Prashant Bhilare's family has seen lot of prosperity in the last over two years, and they have books to thank for it.
"My elder brother Praveen and his wife Hema have added to their income by serving food to book lovers who stay in our house," he tells Asia Focus. "I've built three new rooms for guests on first floor of our house.
"As well, my wife Saraswati has opened a bookshop, and we're saving on transport and brokerage because our guests buy boxes of fresh strawberries that we grow on our farms," says Mr Bhilare, 40, a civil engineer by training and farmer and guesthouse owner by profession.
Mr Bhilare is a resident of Bhilar near the Indian city of Pune, about three hours' drive southeast of Mumbai. The community is thriving because of what one might call a novel decision made two years ago by the Maharashtra state government.
Taking their cue from Hay-on-Wye, the world-famous "town of books" in Brecknockshire country of Wales, state officials decided to create a village of books in Bhilar. It was chosen for its location, tucked between Mahabaleshwar and Panchgani, a pair of hill stations already popular with tourists.
"The guest is God for us," says guesthouse owner Prashant Bhilare. SUPPLIED
The state government provided furniture and more that 15,000 books on history, fiction, poetry and children's literature for free to 25 villagers who agreed to dedicate space for housing them. The idea was to attract not only tourists visiting Panchgani and Mahabaleshwar but also book lovers who would like to read in peace in a pleasant climate.
The project was initiated by Vinod Tawde, who was minister for education and the Marathi language at the time. He still holds the language portfolio and initially, only Marathi language books were made available.
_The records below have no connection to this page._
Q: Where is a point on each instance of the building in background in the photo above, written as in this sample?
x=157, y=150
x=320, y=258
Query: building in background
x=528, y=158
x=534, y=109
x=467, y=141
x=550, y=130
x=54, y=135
But as the months passed, another 15,000 books including 3,000 English language titles -- from Shakespeare to Harry Potter -- have been added to the collection. The number of villagers keeping books in their houses, lodges and hotels has now increased to 35.
The village of books has succeeded in promoting a reading habit among many people, residents and visitors alike. So much so that Mr Bhilare's guest accommodation, which he lets out only to readers, was fully booked through the peak summer weeks from April 15 to June 1 and even in the rainy season.
"First a boy from Buldhana (a district in Maharashtra) was staying with us," he says. "Then a lady from Goa stayed for seven days. And now I am expecting someone from Kolhapur. There are no charges for the books and everything else including food and accommodation has a price."
Each of the 35 houses, lodges, inns and hotels where books are kept for reading has been allotted a separate genre. For instance, the fare at Mr Bhilare's guesthouse includes books on Chhatrapati Shivaji, a warrior king from the 16th century. Shashikant Bhilare (all of the residents take their surnames from the name of the village) has autobiographies of social reformers and historical figures.
Children's literature is kept in Hill Range, a private school in the village. Rahul Bhilare, 34, who owns the Anmol Inn, specialises in books on Marathi culture and language. There are even books available for reading on competitive examinations.
Prashant Bhilare's guesthouse is one of several in the community that feature special spaces for reading. SUPPLIED
"Earlier I would get guests only in peak season," says Prashant Bhilare. "Now I get them even during the rains. Earlier our village was known only for growing strawberries. Now people turn up to read and discover books."
The success of the tourism project is leading to improvements in other areas that benefit the entire community, adds Rahul Bhilare. "Now even a concrete road is being laid from the Panchgani-Mahabaleshwar highway to my village." As well, the government is building an amphitheatre and dormitories in the village and creating more parking areas.
Vinay Mavalankar, an aide to Mr Tawde, says the minister was inspired by a visit to Hay-on-Wye in 2015. "But unlike the [Welsh] town which is dotted with large bookshops, he decided to give it a distinct Maharashtrian colour by providing Marathi books in houses, lodges and hotels," Mr Mavalankar tells Asia Focus.
Each house, lodge, inn and hotel in Bhilar is allotted around 500 to 1,000 books. Pictures of the covers are painted on the facades of the buildings. Tourists can register to read the books.
Mr Mavalankar said that more than 200,000 people have visited the village in the last two years, and the project has greatly contributed to economic growth. "Earlier the tourist season was limited to 40 to 50 days. Now it has increased to 150 days."
The village of 650 households is indeed witnessing an upsurge in development. Mr Mavalankar pointed out that in addition to infrastructure projects, the state government has also encouraged cultural programmes. More than 20 programmes have been organised in the past two years, long with a number of exhibitions.
Books are stored in glass-fronted cupboards or displayed on fancy book stands. The guest has the option of reading them while snuggling up on a sofa or lying on a bed. A wicker chair on a balcony overlooking the scenic valley is another option. People running guesthouses, inns, lodges and hotels have become so accustomed to their guests' presence that they do not get disturbed at all when a visitor walks in and finds women sorting rice, wheat or sorghum.
"The guest is God for us," Prashant Bhilare says.